PP - 25.9

PP - 55

NWAS

NWAS

(Spectrographic surface analysis of the slug near the cast surface)

The Brinell hardness values were identical for these 2 samples but the tensile values define the differences in the properties more clearly. The NWAS samples had higher strength and elongation. This was interesting to note even though the PP sample had significantly higher Si content. This higher Si content is also reflected in the lower conductivity in the PP sample.

Regarding the chemistry, we noted that the structure of the PP sample changed significantly from the surface to the center of the slug parallel to the casting direction. We analyzed the surface, center and a re-melt section to compare differences. Fe % varied significantly from the surface to the center in the PP slug. This type of variation in NWAS "Air Slip" cast ingot has no statistical differences in chemistry throughout the cross section (see chemistry above).

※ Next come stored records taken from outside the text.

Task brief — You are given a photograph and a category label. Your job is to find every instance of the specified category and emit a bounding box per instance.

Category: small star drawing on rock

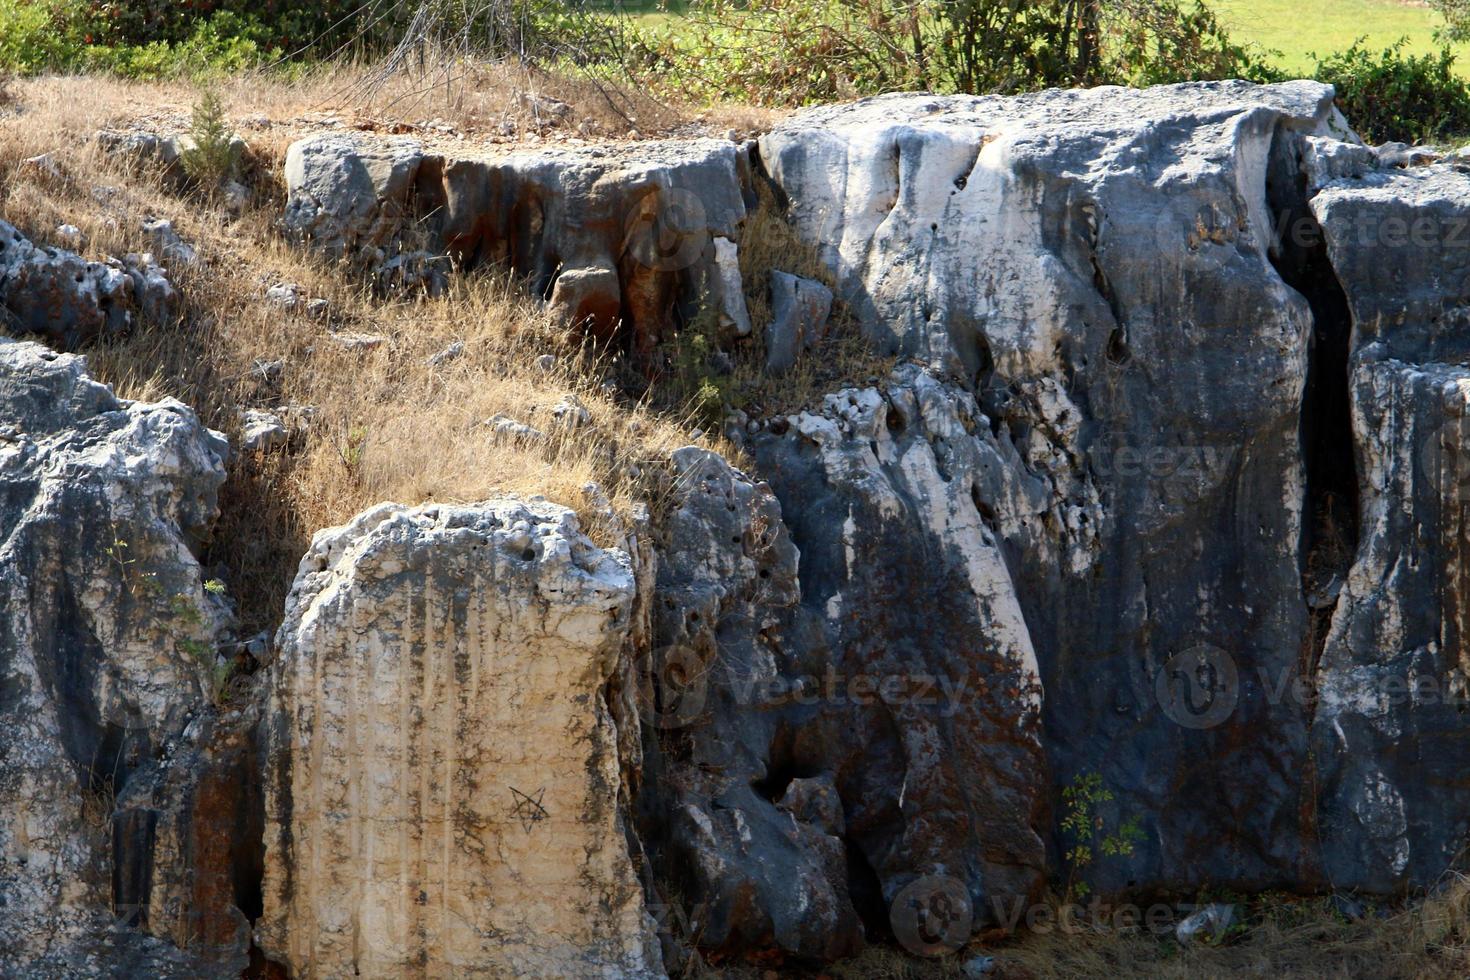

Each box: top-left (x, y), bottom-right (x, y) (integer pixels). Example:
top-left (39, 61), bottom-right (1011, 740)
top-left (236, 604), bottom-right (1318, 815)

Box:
top-left (509, 786), bottom-right (549, 833)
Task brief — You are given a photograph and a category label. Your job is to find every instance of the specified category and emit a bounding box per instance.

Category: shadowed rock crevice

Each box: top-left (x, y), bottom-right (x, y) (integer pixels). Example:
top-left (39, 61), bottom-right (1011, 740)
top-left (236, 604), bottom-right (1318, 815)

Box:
top-left (1268, 125), bottom-right (1361, 621)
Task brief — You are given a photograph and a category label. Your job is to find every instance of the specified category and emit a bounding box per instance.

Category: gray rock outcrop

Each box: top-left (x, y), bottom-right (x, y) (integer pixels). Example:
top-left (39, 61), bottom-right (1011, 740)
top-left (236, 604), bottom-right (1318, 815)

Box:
top-left (642, 447), bottom-right (863, 962)
top-left (759, 80), bottom-right (1348, 896)
top-left (0, 338), bottom-right (237, 975)
top-left (1309, 166), bottom-right (1470, 891)
top-left (764, 270), bottom-right (832, 375)
top-left (751, 366), bottom-right (1050, 928)
top-left (0, 220), bottom-right (180, 347)
top-left (283, 132), bottom-right (754, 354)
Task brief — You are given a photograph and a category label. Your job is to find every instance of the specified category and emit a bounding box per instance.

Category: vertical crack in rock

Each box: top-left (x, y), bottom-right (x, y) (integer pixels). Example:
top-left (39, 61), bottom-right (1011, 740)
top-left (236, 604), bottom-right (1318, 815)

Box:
top-left (259, 500), bottom-right (660, 978)
top-left (1266, 124), bottom-right (1362, 721)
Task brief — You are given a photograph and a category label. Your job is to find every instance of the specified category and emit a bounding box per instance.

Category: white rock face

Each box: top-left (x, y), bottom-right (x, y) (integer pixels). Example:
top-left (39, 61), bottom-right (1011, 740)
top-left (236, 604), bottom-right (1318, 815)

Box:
top-left (760, 80), bottom-right (1341, 377)
top-left (0, 338), bottom-right (231, 974)
top-left (260, 499), bottom-right (660, 979)
top-left (711, 236), bottom-right (752, 337)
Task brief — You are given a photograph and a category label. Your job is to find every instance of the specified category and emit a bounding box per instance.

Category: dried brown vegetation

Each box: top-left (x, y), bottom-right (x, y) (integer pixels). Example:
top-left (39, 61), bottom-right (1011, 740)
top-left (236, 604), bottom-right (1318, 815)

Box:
top-left (0, 72), bottom-right (726, 634)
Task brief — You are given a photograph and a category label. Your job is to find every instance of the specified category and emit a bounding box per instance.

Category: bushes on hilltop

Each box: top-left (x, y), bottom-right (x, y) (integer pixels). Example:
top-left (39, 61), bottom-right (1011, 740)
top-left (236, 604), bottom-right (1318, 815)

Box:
top-left (1313, 40), bottom-right (1470, 144)
top-left (628, 0), bottom-right (1282, 105)
top-left (0, 0), bottom-right (1468, 149)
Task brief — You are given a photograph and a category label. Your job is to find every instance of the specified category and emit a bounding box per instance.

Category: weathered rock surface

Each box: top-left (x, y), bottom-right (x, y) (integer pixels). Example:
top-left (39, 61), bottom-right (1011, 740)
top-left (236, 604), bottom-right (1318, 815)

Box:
top-left (642, 447), bottom-right (863, 962)
top-left (239, 408), bottom-right (287, 452)
top-left (259, 499), bottom-right (660, 978)
top-left (760, 80), bottom-right (1349, 896)
top-left (1310, 166), bottom-right (1470, 892)
top-left (283, 132), bottom-right (754, 353)
top-left (0, 220), bottom-right (180, 347)
top-left (0, 338), bottom-right (240, 975)
top-left (752, 366), bottom-right (1049, 928)
top-left (764, 270), bottom-right (832, 375)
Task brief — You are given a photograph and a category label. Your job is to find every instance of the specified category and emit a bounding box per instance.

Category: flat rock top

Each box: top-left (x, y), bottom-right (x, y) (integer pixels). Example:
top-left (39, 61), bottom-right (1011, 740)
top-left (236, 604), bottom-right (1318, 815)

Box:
top-left (768, 79), bottom-right (1336, 136)
top-left (1314, 163), bottom-right (1470, 209)
top-left (295, 127), bottom-right (740, 171)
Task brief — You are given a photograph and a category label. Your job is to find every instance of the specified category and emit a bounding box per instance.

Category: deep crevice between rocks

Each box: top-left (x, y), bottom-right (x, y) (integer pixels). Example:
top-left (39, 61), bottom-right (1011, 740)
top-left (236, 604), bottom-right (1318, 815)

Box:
top-left (1266, 129), bottom-right (1361, 720)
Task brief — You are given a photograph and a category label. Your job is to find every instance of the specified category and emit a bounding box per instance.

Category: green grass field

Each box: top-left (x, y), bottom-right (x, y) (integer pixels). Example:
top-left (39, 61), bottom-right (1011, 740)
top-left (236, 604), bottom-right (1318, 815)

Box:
top-left (1211, 0), bottom-right (1470, 75)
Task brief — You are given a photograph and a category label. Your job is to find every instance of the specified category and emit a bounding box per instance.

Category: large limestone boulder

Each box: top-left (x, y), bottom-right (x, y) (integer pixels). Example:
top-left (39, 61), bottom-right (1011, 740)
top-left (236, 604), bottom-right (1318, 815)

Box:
top-left (282, 132), bottom-right (753, 354)
top-left (0, 339), bottom-right (236, 975)
top-left (758, 80), bottom-right (1350, 895)
top-left (1309, 166), bottom-right (1470, 891)
top-left (259, 499), bottom-right (661, 978)
top-left (751, 366), bottom-right (1049, 932)
top-left (283, 134), bottom-right (425, 261)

Looking at the structure even at low magnifications indicates a much coarser structure in the PP samples. This is primarily due to a slower solidification rate during casting with the largest inter-metallic particles in the center as it is the last area to freeze. Another reason why these particles (AlFeSi - inter-metallic phase) are so coarse is that the material appears to have never been homogenized. This is noted in the 400X micrograph of the PP sample showing a plate like structure (sometime referred to as "Chinese Script"), which is typical of an as-cast structure in aluminum containing Si and Fe. Homogenization rounds and coalesce these particles and can be seen with optical magnification. More importantly, homogenization redistributes the Si, Fe and Cu more uniformly throughout each grain so that optimum properties can be attained. This process occurs mostly on a submicroscopic scale and can only be seen with an electron microscope. We homogenized a section of the PP so show the differences in the structure after this heat treatment (compare the PP micrographs at 400X). It is generally accepted in the aluminum industry that all wrought products are homogenized prior to forming of the final product. Inter-metallic AlFeSi particles can act at stress concentration points and cause premature structural failure under certain load conditions.

Discussion - 6061

The Brinell hardness values indicate that all of the samples had been annealed but that the NWAS sample had the lowest hardness, which is preferable for cold impact extrusion.

With regard to conductivity and the variations to the microstructure seen in the PP samples, we measured the conductivity at the surface and at the center of the slugs. In both PP cases the conductivity was lower in the center because more of the alloy constituents had precipitated from solution primarily due to a slow solidification rate. This is also confirmed by the higher hardness in the center. NWAS slugs have uniform conductivity and hardness regardless of sampling location.

We then compared properties of the PP and NWAS material after they were heat treated to T6 using standard ASTM methods. In all but 1 value, the NWAS material was superior in strength and the ductility was more than 50% better than either of the PP samples . Because PP sample #2 had considerable porosity in the center of the slug, tensile properties were tested at both the surface and the center. The properties in the center of this material were the lowest in strength with an elongation value that would not meet minimums in the finished product.

All of the samples were tested for chemical composition. Again, NWAS chemistry did not change significantly as determined by spectrographic analysis from the center to the outside of the slug while the 2 PP samples had significantly varying Si, Fe, Cu and Mg values when tested from the surface of the slug compared to the center. This is due mostly to the slow solidification rate but also due to homogenization, which does not appear to be complete. All of the samples were cut through the center, machined and etched to show the differences in macrostructure. Not only are these differences quite obvious but sample PP2 had porosity that could be seen without magnification. Clearly a defect that is unacceptable in a wrought aluminum product and cause for total rejection and scraping if it occurred in NWAS material. The changes that can occur in the microstructure (or lack thereof in the case of the PP samples) during homogenization are similar to those noted above in the 1100 discussion. Large coarse particles can be seen throughout both PP samples with the largest in PP2. These inferior structures can reduce strength levels as seen in the tensile values but are particularly detrimental to fatigue properties where large coarse precipitates can act as stress concentration points leading to premature failure.

Conclusion

In all areas of material quality and industry standards, it is obvious that NWAS material is superior to punched plate in this case. In fact, the quality of PP2 does not meet industry standards for wrought aluminum impact extrusion starting stock. While punched plate might be adequate for some applications where properties are not critical, this material should be thoroughly evaluated if used in a pressure container and avoided altogether if used in a low or high frequency fatigue application. NWAS is committed to a higher level of quality than the standard acceptable and sometime questionable quality standards for aluminum impact and hot forge material on the market today and will continue with this commitment in the future.